Где-то совсем в другом – поднебесном – мире завывало и вихрило, и Анну сейчас же бросало в дрожь от одного лишь представления о том, что же происходит с людьми в сарае без защитительных стен. И оттого, что посчастливилось им попасть сюда, она сильней печалилась и жалела добрую золовку. Каково-то ей? Где теперь она?
А потом Анна совсем хорошее увидела: она, довольная, командуя своей малышней, грабила сено, чтобы до дождя переворошить его и убрать в сарай, и ноги ее легко скользили по теплым мягким валкам, и пахло медово кашкой. А на обед должен был с работы прийти Василий – она торопилась, чтоб успеть до его прихода.
С рассветом беспокойство овладело каждым, кто мог думать, кто способен был соображать. Что, как там, в пункте сбора, недосчитавшись, их уже хватились – подняли тревогу, рыщут? Как, куда бежать? Когда собственно в мешке… куда незвано затесались сами, точно овцы. Если еще эти немцы из того незамеченного ночью блиндажа, в совершенной близости отсюда, всякую теперь минуту – так и жди – могли обнаружить их в собственных владениях и шугануть их с наслаждением. Сейчас никуда уже не выскочишь, не перетащишься; видно, нужно затаиться здесь, переждать немного суету. Положиться на «авось». Ох, и горькие ж головушки! Головушки еще гудели – от ветрового двухдневного напора на шагавших по юру… И страдальцев еще пошатывало на ногах…
Бабы даже и не сразу пришли в себя и поняли, что поскуливал здесь тоненько ребенок чей-то. Но вскоре завозмущались:
– Где же это мать? Дите плачет – она не успокоит!
А он – это Славик был, сжавшись комочком, почти у самой-то двери, замерз вместе с матерью. А как взяли его к нагретой печке, тотчас и замолчал.

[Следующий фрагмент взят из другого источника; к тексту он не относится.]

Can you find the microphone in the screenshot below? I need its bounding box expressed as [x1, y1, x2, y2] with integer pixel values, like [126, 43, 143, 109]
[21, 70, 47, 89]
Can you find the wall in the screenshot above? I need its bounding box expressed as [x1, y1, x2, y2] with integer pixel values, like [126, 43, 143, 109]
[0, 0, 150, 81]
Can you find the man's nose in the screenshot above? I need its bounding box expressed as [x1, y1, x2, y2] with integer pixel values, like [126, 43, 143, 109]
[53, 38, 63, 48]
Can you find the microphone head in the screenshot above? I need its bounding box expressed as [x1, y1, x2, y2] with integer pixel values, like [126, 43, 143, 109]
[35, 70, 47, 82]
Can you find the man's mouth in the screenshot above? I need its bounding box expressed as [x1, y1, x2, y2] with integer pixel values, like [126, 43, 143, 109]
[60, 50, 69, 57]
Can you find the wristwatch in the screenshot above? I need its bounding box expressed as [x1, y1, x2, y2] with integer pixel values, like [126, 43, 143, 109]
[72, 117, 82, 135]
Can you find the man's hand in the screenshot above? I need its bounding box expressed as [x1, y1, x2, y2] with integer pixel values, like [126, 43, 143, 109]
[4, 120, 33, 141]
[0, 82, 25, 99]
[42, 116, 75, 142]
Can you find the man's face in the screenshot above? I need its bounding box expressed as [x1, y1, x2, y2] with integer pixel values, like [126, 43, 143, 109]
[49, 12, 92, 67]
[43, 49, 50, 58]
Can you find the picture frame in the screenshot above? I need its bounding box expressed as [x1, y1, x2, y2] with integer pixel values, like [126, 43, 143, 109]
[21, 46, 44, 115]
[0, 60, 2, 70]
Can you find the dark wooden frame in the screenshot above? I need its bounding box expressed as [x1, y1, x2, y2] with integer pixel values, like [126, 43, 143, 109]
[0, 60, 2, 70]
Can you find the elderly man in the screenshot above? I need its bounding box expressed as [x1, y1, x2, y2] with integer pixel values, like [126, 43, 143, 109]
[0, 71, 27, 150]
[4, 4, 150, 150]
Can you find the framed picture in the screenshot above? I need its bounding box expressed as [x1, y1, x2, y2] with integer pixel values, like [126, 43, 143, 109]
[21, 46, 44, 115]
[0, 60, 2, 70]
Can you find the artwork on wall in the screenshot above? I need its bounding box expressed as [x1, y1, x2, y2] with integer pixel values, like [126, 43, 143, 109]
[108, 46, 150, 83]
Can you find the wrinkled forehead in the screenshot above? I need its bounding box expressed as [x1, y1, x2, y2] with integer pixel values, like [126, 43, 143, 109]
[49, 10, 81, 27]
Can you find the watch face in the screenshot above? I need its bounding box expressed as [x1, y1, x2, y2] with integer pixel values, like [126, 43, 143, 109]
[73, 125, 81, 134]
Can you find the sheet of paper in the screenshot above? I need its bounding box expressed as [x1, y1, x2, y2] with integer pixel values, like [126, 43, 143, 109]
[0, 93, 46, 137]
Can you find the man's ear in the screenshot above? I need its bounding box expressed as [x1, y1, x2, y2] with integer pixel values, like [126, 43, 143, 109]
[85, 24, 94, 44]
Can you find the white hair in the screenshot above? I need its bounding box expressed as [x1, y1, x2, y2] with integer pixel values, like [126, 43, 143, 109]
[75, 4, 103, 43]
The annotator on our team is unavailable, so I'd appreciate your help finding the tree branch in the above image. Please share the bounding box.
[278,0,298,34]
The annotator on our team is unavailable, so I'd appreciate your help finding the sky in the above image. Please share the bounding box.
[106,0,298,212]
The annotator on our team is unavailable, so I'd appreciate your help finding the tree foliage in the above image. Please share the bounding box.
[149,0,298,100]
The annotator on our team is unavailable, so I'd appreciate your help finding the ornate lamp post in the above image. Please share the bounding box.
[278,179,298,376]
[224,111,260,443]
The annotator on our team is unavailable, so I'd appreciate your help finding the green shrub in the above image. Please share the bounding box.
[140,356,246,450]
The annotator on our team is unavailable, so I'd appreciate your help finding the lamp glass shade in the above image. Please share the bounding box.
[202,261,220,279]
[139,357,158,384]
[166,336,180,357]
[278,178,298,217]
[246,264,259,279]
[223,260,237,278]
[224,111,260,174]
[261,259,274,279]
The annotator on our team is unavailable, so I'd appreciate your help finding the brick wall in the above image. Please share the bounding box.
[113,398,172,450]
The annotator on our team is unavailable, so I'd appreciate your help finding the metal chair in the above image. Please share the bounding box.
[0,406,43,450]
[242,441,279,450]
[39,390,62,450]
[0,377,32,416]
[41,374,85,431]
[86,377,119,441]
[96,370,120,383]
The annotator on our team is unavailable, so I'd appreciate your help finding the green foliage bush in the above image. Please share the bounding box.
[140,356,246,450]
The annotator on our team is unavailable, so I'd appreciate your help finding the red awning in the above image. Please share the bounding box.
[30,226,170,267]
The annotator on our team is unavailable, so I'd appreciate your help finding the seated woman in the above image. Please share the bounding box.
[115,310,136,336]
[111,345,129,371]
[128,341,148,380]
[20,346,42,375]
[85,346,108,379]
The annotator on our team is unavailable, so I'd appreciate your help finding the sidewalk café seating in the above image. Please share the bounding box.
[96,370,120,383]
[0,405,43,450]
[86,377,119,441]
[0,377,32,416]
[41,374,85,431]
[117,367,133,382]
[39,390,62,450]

И Дуня добавила себе простуду: горела вся. Покалывало у нее в груди: плеврит. Зато новый день голубел в довольном успокоении. Велик. Чуткая звенящая тишина стояла на воле.
XV
Это трудно описать. Как подглядывали, затаив дыхание, приникая к дверным щелочкам да к отдушинкам в окошке, обращенном на юг тоже, – за тремя серо-зелеными, что привидения, солдатами, которых опасались; как те, будто бы догадываясь о присутствии в своей конюшне русских, но скользя лишь равнодушными глазами, если попадали сюда взглядом, буднично-размеренно здесь жили, хаживали, умывались, чистились, дрова кололи, заворачивали в уборную; как они потом повсаживались в вездеход, выкатившийся прямо перед самым носом наблюдавших, и умчались на нем наспех. Им, похоже, никакого дела не было до русских. Не было и все. Они заняты совсем другим.